Whether you are an established grower looking to expand an existing operation, a new grower looking to plant a vineyard under a new venture, or a landowner with land suitable for vines, but not wanting to go into viticulture yourself, the questions about renting land are becoming more frequent. We know it’s not a new industry by any means, but it’s fair to say that unlike other farming sectors, comparable evidence of what a market rent should be for vines is in short supply.
What concerns me is that the correct rent should be paid. By that, I mean a rent that is both sustainable for the grower during the establishment years, and which rewards the landowner with a suitable return for the use of his land for a period likely to be in excess of 20 years.

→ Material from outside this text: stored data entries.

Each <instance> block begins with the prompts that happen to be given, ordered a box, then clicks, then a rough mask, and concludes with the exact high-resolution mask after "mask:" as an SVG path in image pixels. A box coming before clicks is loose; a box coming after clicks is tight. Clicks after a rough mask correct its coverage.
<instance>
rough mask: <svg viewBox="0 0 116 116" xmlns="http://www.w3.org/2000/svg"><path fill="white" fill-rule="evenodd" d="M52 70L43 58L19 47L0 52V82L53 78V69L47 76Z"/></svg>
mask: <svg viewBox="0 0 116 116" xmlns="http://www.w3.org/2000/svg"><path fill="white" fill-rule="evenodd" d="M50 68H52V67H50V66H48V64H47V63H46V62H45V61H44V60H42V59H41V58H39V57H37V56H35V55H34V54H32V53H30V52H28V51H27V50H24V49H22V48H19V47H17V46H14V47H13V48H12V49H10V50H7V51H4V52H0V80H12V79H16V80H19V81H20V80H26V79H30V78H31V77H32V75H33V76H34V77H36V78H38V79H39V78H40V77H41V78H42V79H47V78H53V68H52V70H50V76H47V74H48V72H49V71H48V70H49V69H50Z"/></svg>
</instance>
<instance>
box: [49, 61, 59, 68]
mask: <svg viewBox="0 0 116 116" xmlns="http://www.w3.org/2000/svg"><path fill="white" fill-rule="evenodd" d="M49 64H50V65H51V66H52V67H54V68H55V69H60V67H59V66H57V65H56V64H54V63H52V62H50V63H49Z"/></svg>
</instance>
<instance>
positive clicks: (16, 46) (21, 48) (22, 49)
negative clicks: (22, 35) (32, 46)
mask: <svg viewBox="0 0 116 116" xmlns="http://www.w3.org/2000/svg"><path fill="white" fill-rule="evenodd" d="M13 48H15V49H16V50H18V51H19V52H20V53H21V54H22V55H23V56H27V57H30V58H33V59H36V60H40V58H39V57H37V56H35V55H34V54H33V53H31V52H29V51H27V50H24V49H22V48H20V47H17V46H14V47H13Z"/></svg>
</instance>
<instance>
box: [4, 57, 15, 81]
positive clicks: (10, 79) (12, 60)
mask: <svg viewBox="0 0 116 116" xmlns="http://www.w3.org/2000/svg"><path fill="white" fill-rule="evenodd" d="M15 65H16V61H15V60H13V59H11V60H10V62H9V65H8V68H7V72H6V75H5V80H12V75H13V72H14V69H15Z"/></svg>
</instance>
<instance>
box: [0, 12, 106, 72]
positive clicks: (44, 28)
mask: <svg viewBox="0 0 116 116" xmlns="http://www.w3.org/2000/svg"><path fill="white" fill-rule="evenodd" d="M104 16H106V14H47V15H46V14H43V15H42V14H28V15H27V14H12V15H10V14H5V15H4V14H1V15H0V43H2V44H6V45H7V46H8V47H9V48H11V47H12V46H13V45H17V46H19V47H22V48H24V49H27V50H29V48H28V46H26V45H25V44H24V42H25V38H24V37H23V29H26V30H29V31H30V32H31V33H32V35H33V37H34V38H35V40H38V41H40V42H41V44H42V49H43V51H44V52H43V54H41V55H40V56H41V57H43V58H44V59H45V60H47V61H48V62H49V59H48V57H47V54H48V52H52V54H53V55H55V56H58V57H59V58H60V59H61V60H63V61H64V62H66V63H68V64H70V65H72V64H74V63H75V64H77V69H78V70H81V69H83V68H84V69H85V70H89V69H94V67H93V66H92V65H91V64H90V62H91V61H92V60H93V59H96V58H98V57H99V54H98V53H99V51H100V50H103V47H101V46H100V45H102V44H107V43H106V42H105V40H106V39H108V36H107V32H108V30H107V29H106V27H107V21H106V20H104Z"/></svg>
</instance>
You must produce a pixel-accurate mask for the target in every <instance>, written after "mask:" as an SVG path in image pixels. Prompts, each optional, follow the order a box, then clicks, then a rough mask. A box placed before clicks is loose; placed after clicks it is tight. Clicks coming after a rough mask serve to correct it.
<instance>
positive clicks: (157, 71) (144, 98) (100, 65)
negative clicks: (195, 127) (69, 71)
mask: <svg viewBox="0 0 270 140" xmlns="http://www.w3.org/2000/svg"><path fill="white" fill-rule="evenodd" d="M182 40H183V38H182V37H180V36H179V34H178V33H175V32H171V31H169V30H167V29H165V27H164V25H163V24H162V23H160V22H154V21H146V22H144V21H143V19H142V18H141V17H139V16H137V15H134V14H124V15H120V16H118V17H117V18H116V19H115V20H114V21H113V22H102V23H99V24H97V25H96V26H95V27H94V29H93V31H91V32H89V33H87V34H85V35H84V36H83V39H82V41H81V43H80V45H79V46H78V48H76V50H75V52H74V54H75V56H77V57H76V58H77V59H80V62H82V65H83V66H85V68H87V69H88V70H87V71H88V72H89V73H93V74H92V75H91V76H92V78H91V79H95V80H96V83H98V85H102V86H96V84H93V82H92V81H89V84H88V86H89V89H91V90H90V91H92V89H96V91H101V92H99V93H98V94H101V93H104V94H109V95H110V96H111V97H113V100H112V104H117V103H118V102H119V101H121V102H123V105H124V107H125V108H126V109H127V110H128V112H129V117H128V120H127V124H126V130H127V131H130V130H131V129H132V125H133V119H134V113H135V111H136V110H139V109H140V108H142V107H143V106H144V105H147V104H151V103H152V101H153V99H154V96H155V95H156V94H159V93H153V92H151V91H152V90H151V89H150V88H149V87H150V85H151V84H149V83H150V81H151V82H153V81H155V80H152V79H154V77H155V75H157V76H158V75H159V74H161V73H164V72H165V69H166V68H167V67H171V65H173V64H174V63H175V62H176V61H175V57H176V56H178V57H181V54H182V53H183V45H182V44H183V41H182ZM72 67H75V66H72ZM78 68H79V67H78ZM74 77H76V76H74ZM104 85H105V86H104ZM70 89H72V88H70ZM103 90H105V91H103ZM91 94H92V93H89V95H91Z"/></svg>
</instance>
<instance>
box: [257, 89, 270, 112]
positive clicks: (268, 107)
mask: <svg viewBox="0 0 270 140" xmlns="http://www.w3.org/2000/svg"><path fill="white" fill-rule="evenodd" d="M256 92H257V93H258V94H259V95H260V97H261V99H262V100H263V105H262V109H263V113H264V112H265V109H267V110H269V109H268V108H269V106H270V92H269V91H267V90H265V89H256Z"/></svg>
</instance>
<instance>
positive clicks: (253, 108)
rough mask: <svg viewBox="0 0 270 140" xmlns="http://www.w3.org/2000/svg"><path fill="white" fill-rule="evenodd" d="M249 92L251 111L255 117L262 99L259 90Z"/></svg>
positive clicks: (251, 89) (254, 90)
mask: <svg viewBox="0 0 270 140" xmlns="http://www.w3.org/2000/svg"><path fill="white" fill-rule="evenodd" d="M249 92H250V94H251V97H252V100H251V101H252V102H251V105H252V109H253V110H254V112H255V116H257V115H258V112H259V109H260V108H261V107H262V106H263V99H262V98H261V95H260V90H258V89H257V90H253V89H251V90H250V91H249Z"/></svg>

In the South, we are used to top and soft fruit rents and so why should vineyards be any different? In principle I’m not saying that they should be, but before just agreeing a rent that sounds about right and what you hear others are paying, just stop and give it some serious consideration.
Many impressive titles such as ‘head of viticulture’ have popped up in recent years but do they understand the basis of rent and the contractual terms that can be agreed under the Agricultural Tenancies Act 1995. This is the legislation that these tenancies are covered under. And are they aware of all the other terms that are being agreed by the parties relating to this long term ‘relationship’?
The fall-back provision under the legislation “is the sum for which the holding might reasonably be expected to be let on the open market by a willing landlord to a willing tenant, taking into account all relevant factors” (i.e. area, aspect, soil type, latitude, drainage, existence of buildings etc and the terms of the agreement). But the parties do have the freedom to agree their own formula and with very few market transactions that might be considered as comparable to your own situation, it is worth taking time to stop and think.
Perhaps it might be necessary to include specific restrictions and covenants in the agreement. For example, the location of the land could give rise to the creation of a ‘brand borrowing’ from an existing place name and therefore there might be the need to include in the agreement some form of ‘royalty’ payments. This could cover both the use of the name
and/or associated imagery of the setting of the land within the local landscape. If situated near existing tourist destinations, there might be the opportunity to piggy back off and benefit from existing visitor footfall.
There is also the marriage value of the land to consider if it adjoins an existing operation that is looking to expand its productive capacity and the related increased earning opportunity. However, this does need to be offset against the cost of investment needed in the new infrastructure required to support new plantings. Rental values must be determined so they work for both parties.
If a landlord, it is also important to consider the impact of a proposed planting on perhaps your own home and privacy where vines are to be planted nearby, as access requirements and spray operations can be frequent and 20 + years is a long time.
That said, there can be benefits for a landlord and the local area – not dissimilar to the ‘Waitrose’ effect on residential property. It might increase your overall land and property values and therefore there could be some room for movement on rent within the initial agreement, to help get the vines off the ground.
Given the length of commitment required by both parties and the levels of investment needed, it is important to take specialist advice.